Laser Cutting Theory
In order to understand what makes a laser suitable for cutting, one must distinguish its unique features in comparison to ordinary light.
Conventional light produces waves which radiate out in all directions to fill up and illuminate a wide area. The energy intensity rapidly decreases as one moves away from the source, just as the sun’s intensity diminishes when it finally reaches the earth.
The laser on the other hand provides a stream of collimated, coherent light waves which give it exceptional intensity and direction ability. Lacking the dispersion of conventional light, a laser can be easily projected as a beam over relatively long distances while maintaining nearly all of its useful power output.

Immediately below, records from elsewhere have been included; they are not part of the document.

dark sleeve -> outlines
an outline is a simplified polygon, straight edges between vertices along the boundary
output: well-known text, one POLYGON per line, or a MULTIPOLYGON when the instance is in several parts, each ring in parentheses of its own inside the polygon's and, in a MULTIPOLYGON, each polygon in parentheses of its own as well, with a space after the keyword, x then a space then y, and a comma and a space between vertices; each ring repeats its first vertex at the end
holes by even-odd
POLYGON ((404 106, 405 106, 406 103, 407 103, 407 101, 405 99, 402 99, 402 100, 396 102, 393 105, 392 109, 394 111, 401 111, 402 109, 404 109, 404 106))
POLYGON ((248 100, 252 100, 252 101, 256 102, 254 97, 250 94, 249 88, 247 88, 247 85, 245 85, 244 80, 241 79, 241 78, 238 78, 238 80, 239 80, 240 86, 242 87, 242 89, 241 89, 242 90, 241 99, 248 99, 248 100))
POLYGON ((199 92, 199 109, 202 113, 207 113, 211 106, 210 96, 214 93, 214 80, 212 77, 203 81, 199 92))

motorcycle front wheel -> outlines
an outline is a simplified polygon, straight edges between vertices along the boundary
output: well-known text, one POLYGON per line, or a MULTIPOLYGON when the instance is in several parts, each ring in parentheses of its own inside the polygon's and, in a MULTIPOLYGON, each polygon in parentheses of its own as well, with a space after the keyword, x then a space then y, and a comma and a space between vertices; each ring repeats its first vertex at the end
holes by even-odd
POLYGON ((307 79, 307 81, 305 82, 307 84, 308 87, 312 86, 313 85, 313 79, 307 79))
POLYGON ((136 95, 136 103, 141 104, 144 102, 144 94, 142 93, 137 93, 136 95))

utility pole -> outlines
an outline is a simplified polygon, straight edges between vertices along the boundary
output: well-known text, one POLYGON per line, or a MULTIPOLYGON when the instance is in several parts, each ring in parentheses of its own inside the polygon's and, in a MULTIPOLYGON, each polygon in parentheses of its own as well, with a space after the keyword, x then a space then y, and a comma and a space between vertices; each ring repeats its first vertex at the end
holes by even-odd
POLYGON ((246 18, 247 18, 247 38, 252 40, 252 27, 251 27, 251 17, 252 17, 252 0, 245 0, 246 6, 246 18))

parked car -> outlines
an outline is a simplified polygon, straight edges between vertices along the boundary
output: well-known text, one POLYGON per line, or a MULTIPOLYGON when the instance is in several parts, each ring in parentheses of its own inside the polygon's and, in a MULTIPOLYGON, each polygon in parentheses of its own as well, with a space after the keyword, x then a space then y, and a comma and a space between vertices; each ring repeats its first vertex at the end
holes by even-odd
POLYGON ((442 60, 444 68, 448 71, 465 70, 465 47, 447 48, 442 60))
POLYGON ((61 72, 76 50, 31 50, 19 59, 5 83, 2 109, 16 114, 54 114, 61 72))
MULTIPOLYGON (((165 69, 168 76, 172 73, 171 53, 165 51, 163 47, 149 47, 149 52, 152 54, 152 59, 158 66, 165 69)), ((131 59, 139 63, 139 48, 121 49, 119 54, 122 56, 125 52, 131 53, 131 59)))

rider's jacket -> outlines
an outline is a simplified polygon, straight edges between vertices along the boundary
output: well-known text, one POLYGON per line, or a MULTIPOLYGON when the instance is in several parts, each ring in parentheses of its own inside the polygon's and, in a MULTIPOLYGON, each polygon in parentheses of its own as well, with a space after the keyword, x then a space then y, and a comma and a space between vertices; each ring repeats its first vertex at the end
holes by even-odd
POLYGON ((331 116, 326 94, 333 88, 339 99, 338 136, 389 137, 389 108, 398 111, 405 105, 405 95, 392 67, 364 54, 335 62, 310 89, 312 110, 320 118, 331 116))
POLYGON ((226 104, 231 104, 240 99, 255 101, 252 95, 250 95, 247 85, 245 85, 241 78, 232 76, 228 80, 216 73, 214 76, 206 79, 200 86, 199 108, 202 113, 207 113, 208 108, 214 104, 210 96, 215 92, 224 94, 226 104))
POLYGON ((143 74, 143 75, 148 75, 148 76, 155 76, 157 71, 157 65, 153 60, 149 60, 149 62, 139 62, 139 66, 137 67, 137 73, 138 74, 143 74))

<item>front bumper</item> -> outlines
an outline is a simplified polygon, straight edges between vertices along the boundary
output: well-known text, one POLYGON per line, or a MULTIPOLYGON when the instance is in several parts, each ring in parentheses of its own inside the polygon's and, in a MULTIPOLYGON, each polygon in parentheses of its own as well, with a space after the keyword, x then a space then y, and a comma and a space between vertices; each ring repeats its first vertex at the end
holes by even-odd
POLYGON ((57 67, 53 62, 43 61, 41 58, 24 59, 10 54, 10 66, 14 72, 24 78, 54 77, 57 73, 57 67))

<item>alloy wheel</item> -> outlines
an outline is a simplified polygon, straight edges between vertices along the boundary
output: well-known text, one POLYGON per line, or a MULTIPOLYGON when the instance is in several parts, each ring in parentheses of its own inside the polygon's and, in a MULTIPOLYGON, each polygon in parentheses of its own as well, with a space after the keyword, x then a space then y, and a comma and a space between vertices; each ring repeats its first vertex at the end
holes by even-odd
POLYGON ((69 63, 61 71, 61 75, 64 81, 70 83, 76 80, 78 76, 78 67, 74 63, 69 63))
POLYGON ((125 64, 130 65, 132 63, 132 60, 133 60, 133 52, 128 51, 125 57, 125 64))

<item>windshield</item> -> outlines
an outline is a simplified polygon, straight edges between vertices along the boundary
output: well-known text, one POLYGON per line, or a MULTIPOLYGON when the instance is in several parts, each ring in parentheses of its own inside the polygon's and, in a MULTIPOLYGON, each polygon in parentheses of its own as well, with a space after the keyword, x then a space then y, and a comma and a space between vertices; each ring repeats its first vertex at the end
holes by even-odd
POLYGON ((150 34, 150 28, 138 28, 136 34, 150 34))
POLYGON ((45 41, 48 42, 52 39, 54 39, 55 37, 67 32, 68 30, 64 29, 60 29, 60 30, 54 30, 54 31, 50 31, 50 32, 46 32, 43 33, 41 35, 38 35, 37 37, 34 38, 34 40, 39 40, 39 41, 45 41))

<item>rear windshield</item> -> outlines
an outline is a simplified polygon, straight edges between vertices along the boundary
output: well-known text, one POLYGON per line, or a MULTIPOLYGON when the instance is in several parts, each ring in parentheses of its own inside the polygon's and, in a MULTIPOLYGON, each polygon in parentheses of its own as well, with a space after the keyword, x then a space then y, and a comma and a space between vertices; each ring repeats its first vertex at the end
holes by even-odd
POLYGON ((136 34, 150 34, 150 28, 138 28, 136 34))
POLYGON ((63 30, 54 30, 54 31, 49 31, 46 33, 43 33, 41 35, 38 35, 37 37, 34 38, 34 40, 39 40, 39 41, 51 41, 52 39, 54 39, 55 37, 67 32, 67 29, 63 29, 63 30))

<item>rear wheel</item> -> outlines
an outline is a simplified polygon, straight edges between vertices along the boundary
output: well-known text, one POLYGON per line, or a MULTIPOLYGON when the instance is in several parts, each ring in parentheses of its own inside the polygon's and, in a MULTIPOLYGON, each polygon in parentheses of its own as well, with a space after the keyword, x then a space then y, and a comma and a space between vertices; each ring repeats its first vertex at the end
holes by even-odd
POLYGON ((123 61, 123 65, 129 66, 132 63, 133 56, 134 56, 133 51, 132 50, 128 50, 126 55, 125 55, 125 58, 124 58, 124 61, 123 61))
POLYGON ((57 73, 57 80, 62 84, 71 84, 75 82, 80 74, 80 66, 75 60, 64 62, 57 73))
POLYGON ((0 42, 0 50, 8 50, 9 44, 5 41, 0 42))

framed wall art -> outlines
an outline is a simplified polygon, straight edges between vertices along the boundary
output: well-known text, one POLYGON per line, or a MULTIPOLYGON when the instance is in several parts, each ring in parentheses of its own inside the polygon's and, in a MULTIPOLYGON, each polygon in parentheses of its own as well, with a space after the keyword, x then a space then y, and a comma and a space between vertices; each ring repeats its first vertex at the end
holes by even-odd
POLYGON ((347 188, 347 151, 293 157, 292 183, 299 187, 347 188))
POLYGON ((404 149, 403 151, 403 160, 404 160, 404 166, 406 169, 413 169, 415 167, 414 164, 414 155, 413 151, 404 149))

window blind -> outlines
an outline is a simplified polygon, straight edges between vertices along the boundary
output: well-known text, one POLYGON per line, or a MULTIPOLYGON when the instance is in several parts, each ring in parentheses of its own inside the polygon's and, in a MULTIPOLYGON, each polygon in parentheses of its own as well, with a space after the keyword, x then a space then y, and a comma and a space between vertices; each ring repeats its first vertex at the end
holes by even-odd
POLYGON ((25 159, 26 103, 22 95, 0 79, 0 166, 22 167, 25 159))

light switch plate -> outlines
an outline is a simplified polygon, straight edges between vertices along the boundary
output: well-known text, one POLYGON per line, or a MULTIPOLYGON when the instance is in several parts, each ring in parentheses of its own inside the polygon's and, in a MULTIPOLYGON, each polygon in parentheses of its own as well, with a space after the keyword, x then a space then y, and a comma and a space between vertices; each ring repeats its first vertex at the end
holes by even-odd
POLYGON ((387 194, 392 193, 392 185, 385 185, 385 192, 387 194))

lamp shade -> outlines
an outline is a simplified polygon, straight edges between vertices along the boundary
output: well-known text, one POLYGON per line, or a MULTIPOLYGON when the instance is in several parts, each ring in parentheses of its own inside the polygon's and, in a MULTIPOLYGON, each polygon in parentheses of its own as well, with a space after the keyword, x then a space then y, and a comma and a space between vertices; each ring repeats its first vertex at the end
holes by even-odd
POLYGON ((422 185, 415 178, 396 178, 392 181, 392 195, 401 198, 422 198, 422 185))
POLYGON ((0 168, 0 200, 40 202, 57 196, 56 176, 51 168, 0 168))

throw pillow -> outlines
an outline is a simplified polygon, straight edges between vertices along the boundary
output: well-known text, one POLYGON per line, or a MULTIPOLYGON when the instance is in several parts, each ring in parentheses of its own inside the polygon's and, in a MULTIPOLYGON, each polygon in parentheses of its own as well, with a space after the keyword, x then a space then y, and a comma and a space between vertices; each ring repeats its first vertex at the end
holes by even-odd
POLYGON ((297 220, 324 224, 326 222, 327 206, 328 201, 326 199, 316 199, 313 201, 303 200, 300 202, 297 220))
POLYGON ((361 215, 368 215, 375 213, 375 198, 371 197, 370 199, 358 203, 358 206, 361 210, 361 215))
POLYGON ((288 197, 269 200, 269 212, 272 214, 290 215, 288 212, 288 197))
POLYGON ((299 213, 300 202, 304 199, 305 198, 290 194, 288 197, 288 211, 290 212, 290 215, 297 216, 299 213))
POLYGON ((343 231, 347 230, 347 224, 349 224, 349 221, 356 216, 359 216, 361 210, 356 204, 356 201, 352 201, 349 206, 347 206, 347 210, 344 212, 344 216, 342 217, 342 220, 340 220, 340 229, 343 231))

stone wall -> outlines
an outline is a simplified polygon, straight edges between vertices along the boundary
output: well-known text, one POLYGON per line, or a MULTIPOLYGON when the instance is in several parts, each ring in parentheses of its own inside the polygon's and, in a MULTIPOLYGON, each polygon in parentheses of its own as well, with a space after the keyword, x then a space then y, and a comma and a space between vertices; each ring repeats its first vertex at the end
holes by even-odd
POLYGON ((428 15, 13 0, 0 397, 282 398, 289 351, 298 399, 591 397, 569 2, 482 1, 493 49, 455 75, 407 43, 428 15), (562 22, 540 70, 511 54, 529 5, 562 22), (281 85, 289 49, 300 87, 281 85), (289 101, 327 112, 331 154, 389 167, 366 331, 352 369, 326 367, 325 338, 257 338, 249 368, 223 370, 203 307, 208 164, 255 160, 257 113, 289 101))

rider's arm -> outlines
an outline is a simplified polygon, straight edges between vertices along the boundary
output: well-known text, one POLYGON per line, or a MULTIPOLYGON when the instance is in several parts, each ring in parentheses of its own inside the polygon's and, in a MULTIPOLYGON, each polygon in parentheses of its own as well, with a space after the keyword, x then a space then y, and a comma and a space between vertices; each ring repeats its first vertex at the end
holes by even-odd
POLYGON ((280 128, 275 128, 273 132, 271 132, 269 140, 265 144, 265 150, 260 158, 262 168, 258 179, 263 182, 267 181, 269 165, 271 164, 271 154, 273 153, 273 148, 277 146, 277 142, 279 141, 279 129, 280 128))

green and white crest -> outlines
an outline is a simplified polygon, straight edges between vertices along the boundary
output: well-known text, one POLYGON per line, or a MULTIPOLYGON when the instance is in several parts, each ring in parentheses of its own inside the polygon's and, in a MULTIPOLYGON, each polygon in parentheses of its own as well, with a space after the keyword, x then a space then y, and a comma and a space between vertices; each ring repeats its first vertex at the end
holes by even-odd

The use of lasers for cutting can be thought of in the same way as that of focusing sunlight with a magnifying glass to produce a concentrated source of heat energy. While this method only results in a few burned holes in paper, it gives us an illustration that light is indeed a source of energy with potential material processing capabilities.
A laser can be used for cutting by exposing material to the intense heat energy developed by its beam. If that heat input to the material is greater than that material’s ability to reflect, conduct, or disperse the added energy, it will cause a sudden rise in temperature of the material at that point. If the temperature rise is substantial enough, the input heat is capable of initializing a hole by vaporizing the material. The linear movement of this intense heat energy with respect to the material provides cutting action.
In most cases the “raw” (unfocused) beam of even high power (multi-kilowatt) industrial lasers has inadequate energy to do much more than slowly heat a surface. Therefore, the beam is directed through a focusing lens. This allows the energy to be concentrated into a spot of less than 0.25 mm thus producing power densities of over a million watts per centimeter squared, capable of vaporizing many materials.
While intense heat is capable of vaporising material, the control of that heat is essential in determining quality. The key performance features of a laser are those beam characteristics that affect the resultant power density as it is directed onto the workpiece.